The practice of yoga dates back centuries to ancient India. Although still very popular in Eastern cultures, yoga has become a world-wide practice, and gains new followers on a regular basis. Because yoga is approximately 5000 years old, the practice has branched out to suit the needs of the many different types of people that do yoga. There is a common goal of happiness and well-being among all branches of yoga, but techniques vary from practice to practice.
Hatha Yoga, meaning Sun-Moon yoga, is the most common type of yoga that consists of poses and breathing techniques. In Hatha Yoga, it is believed that the body acts out what the spirit cannot. From Hatha Yoga came Bikram Yoga, Ashtanga Yoga, Power Yoga, and Kundalini Yoga. Hatha Yoga balances the positive (sun) with the negative (moon).
Kundalini Yoga is aimed at summoning a serpent spirit that resides in the base of the spine called Kundalini. The snake is in a curved position, and by straightening the back the creature can travel the length of all the vertebrae and to the brain for awareness. In modern yoga, this form is considered the most powerful by some. Kundalini literally translates to “coiled up” in Sanskrit.
Bikram Yoga, after the originator of the practice, Bikram Choudhury. This type of yoga is performed in a heated room – usually ninety to one hundred degrees Fahrenheit – and is a set of twenty-six different poses that are done twice for specific amounts of time. The heat helps to allow one to do the poses more safely and efficiently.
Ashtanga Yoga translates into eight limb yoga, and it provides a rigorous workout which is not present in all forms of yoga.

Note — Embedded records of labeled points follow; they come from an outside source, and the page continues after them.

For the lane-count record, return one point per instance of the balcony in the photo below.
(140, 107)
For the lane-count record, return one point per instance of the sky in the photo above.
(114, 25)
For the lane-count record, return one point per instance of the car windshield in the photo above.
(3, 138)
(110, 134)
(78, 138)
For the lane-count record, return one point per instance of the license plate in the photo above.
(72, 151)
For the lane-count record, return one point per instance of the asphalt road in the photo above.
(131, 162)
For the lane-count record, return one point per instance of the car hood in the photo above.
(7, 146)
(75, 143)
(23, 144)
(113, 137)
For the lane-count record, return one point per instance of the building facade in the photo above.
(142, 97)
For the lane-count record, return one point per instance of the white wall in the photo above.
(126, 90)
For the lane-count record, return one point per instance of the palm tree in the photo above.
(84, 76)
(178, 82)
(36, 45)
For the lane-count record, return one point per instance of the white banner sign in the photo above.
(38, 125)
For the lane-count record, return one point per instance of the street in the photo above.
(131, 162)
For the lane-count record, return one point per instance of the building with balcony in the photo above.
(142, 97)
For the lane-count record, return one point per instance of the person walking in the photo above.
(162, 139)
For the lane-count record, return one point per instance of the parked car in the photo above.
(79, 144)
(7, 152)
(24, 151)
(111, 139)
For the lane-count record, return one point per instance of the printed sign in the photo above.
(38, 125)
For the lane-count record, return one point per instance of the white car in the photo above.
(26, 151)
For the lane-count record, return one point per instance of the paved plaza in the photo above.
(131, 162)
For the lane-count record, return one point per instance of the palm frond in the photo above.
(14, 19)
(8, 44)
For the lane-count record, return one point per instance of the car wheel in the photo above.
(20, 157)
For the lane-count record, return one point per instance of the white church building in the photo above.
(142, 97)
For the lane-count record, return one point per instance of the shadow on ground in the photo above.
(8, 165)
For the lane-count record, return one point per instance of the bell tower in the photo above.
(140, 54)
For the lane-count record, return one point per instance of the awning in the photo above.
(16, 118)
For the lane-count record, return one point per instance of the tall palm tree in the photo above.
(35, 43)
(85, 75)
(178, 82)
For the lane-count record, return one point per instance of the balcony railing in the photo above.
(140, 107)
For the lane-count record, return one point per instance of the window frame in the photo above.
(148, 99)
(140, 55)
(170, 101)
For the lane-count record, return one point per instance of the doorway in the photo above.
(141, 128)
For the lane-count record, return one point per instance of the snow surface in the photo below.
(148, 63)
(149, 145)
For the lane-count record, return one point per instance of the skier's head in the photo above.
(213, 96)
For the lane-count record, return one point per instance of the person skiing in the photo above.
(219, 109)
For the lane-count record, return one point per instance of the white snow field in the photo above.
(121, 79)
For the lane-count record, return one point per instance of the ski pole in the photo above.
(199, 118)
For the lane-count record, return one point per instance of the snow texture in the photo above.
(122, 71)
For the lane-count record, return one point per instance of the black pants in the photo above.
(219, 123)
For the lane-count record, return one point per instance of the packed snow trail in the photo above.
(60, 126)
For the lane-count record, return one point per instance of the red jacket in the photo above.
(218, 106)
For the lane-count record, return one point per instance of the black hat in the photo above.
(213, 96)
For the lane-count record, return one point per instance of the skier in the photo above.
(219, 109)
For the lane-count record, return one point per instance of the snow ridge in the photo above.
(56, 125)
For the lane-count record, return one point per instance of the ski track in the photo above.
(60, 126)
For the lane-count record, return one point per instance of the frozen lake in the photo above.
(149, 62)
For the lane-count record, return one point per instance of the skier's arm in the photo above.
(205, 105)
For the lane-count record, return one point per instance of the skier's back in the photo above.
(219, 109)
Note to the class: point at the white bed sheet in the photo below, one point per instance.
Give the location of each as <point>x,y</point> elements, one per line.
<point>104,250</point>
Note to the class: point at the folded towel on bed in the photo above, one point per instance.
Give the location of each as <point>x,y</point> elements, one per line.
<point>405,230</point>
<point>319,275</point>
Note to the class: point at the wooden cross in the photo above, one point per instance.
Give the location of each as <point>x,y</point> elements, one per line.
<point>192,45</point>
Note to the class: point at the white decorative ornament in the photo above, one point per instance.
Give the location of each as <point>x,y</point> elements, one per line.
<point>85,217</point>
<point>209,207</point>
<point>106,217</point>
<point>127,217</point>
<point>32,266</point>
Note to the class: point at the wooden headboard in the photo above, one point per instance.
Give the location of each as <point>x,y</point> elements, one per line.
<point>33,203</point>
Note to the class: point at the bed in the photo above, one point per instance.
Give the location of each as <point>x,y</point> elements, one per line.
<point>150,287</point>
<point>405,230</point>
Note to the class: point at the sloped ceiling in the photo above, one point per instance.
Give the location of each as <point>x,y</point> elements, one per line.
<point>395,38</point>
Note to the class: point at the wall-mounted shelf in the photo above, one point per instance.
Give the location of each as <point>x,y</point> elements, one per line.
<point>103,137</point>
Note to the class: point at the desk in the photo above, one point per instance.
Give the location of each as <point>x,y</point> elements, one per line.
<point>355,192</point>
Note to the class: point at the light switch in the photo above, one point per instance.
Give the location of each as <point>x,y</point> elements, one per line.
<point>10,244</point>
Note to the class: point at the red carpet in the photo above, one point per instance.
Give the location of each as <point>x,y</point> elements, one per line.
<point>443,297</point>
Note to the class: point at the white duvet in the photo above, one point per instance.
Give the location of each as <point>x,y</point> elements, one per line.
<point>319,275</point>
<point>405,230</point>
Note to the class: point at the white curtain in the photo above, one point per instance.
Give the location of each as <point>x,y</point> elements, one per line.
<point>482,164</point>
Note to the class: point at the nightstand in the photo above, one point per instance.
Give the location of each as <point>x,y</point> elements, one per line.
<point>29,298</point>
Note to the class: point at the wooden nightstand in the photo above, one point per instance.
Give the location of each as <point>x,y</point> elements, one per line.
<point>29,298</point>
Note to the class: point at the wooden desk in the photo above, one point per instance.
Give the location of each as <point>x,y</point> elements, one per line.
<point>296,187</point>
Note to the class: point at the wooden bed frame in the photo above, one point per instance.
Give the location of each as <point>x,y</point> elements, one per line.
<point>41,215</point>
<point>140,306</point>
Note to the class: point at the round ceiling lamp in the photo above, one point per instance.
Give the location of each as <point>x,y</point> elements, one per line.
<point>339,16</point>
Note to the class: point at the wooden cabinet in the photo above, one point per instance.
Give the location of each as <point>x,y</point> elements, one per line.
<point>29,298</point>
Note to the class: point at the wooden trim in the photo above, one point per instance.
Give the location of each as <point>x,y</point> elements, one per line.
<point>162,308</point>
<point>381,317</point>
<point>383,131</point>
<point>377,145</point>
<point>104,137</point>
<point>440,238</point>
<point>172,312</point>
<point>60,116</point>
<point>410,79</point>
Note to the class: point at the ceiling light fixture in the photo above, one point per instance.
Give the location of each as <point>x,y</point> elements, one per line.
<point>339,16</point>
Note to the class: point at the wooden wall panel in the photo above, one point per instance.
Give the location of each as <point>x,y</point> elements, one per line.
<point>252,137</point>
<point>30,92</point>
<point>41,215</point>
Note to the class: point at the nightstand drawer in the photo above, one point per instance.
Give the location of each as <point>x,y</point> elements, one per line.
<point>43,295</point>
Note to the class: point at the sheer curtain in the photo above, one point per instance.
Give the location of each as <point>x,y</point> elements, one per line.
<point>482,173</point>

There are eight different practices that make up Ashtanga Yoga; they are Yama, Niyama, Asana, Pranayama, Pratyahara, Dharana, and Dhyana. Sweating is important to cleanse the system of the body and all its functions by allowing toxins to leave the body.
Power Yoga is considered to be the Western interpretation of another form of yoga: Ashtanga Yoga. Breathing and posing are some important aspects of both forms of yoga.
Bharata Yoga is very specific in practice. Alignment of the body is crucial to increase the strength and health of the muscles, especially the deeper muscles that are difficult to reach. By doing a headstand, this alignment can be achieved, which relaxes the body. Meditation and breathing exercises are, of course, very important in Bharata Yoga.
Nude Yoga is exactly that. Some feel that clothes restrain the natural form and functions of the body. Nude Yogi practice together or alone, but many are not ashamed to be in their purest form in front of others. Nude Yoga is not meant to be a sexual experience, but a connection of the mind, body, and soul.
Cy-Yo is an hour long cardio session that consists of practicing yoga and cycling on a stationary bike. Ten minutes are spent warming up, forty are cycled away, and another ten minutes are taken to cool down after this workout. This calms the minds and bodies of Cy-Yogis.